"Lalu semua anaknya laki-laki dan semua anaknya perempuan mencoba menghibur dia, tetapi ia menolak dihibur, katanya: "Tidak, tetapi aku akan terus berkabung, sampai aku turun ke dunia orang mati mendapatkan anakku itu." Demikianlah ia meratapinya."
Ayat Kejadian 37:35 menggambarkan kesedihan mendalam Yakub atas hilangnya Yusuf, anaknya yang paling ia cintai. Frasa "mencoba menghibur dia, tetapi ia menolak dihibur" secara gamblang menunjukkan betapa besar rasa kehilangan yang dirasakan Yakub. Keengganannya untuk dihibur bukan berarti ia menolak kasih sayang keluarganya, melainkan menunjukkan kedalaman dukanya yang belum terselesaikan.
Kata-kata Yakub, "Tidak, tetapi aku akan terus berkabung, sampai aku turun ke dunia orang mati mendapatkan anakku itu," mengungkapkan keyakinan bahwa kematian adalah satu-satunya cara baginya untuk bersatu kembali dengan Yusuf. Ini adalah ungkapan keputusasaan yang luar biasa, di mana ia melihat kematian sebagai pelipur lara terbesarnya. Pandangan ini, meskipun dari sudut pandang modern terlihat suram, pada masa itu mencerminkan pandangan tentang kehidupan setelah kematian yang masih terbatas dan sangat berfokus pada kehidupan duniawi.
Kisah Yusuf adalah salah satu narasi paling kuat dalam Perjanjian Lama, penuh dengan pengkhianatan, penderitaan, dan akhirnya penebusan. Yakub sangat menyayangi Yusuf, yang dibuktikan dengan jubah berwarna-warni yang diberikannya kepada Yusuf (Kejadian 37:3). Kasih sayang yang berlebihan ini menimbulkan kecemburuan di antara saudara-saudaranya, yang akhirnya menjual Yusuf menjadi budak.
Dalam kesedihan yang mendalam ini, Yakub meyakini bahwa Yusuf telah mati. Penipuan saudara-saudaranya, dengan membawa jubah Yusuf yang berlumuran darah hewan, berhasil meyakinkan Yakub akan nasib buruk anaknya. Rasa sakit karena kehilangan ini begitu besar sehingga merayap ke setiap aspek kehidupannya, membuatnya sulit menerima penghiburan dari orang lain.

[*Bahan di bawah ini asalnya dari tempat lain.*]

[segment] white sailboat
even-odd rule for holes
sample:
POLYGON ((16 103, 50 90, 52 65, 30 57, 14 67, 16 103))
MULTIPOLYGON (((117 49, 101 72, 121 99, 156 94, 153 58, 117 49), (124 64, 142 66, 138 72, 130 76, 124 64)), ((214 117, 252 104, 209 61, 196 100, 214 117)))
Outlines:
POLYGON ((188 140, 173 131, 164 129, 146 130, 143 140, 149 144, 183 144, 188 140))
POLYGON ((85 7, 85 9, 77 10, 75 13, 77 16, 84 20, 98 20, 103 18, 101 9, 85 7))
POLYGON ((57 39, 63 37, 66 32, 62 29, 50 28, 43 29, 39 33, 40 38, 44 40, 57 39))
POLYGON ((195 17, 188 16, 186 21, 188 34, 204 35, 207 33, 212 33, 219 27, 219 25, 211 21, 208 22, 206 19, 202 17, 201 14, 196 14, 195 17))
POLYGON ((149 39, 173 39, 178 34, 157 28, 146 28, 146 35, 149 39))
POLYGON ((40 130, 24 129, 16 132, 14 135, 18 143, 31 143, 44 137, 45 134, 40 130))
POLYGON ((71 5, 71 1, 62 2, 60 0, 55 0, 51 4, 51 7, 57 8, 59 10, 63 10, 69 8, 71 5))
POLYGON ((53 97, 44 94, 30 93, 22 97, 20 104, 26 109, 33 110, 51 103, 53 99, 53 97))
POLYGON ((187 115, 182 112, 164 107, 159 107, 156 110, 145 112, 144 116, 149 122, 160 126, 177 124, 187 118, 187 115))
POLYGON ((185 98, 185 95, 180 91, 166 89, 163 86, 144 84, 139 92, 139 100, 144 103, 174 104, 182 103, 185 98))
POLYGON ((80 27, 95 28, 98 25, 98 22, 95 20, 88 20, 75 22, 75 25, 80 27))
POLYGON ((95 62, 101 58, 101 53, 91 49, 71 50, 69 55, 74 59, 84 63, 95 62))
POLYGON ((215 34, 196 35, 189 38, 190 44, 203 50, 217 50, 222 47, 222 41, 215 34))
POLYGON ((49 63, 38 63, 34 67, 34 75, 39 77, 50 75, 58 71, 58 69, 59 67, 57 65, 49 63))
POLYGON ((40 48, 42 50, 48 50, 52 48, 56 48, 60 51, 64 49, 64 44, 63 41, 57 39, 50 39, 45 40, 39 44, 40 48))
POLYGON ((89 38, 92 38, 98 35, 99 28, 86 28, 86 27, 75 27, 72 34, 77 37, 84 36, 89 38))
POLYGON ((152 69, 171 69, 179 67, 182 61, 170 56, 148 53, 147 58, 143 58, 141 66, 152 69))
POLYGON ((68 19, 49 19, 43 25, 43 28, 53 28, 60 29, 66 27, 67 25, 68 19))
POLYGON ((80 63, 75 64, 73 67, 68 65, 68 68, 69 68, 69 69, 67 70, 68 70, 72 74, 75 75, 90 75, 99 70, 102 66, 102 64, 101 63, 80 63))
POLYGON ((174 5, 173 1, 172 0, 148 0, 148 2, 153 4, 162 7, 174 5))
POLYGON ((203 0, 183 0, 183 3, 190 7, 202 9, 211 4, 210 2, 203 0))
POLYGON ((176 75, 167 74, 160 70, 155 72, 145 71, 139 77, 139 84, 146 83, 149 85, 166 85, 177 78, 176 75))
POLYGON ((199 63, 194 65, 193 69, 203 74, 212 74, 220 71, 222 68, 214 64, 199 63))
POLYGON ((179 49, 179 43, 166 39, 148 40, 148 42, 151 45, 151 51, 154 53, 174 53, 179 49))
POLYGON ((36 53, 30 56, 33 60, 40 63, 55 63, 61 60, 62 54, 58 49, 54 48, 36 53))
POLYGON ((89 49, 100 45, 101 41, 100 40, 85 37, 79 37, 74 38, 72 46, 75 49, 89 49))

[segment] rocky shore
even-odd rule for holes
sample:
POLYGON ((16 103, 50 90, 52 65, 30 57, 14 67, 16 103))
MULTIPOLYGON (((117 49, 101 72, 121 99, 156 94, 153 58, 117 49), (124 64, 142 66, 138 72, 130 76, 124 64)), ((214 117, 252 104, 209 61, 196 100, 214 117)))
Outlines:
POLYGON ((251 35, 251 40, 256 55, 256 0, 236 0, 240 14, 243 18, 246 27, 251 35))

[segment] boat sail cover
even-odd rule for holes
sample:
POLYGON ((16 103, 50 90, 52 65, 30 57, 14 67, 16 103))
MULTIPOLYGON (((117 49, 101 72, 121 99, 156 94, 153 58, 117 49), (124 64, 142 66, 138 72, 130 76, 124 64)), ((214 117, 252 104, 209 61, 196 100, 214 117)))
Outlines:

Meskipun ayat ini berfokus pada kesedihan, kisah Yusuf secara keseluruhan mengajarkan pelajaran penting tentang iman, ketekunan, dan pengampunan. Yusuf, meskipun menghadapi cobaan berat, termasuk penjara, tetap memegang teguh imannya kepada Tuhan. Ia tidak pernah berhenti berharap dan terus melakukan yang terbaik dalam setiap situasi yang dihadapinya.
Ketika Yusuf akhirnya mengungkapkan dirinya kepada saudara-saudaranya, ia tidak membalas dendam. Sebaliknya, ia menunjukkan belas kasih dan pengertian. Ia melihat tangan Tuhan bekerja di balik semua kejadian yang tampaknya buruk, mengarahkannya untuk menyelamatkan keluarganya dan bangsanya dari kelaparan. Kejadian 37:35, meskipun merupakan gambaran kesedihan, menjadi pengingat akan kekuatan emosi manusia, tetapi juga kontras dengan kebesaran rencana ilahi yang pada akhirnya membawa kebaikan.
Kisah ini mengajarkan kita bahwa bahkan di tengah duka yang mendalam, ada harapan. Kesedihan Yakub pada akhirnya terobati ketika ia mengetahui bahwa Yusuf masih hidup dan menjadi pemimpin di Mesir. Hal ini menunjukkan bahwa Tuhan mampu mengubah situasi yang paling kelam sekalipun menjadi berkat. Ketahanan roh manusia dan kesetiaan pada kepercayaan adalah tema sentral yang terus relevan bagi pembaca hingga kini.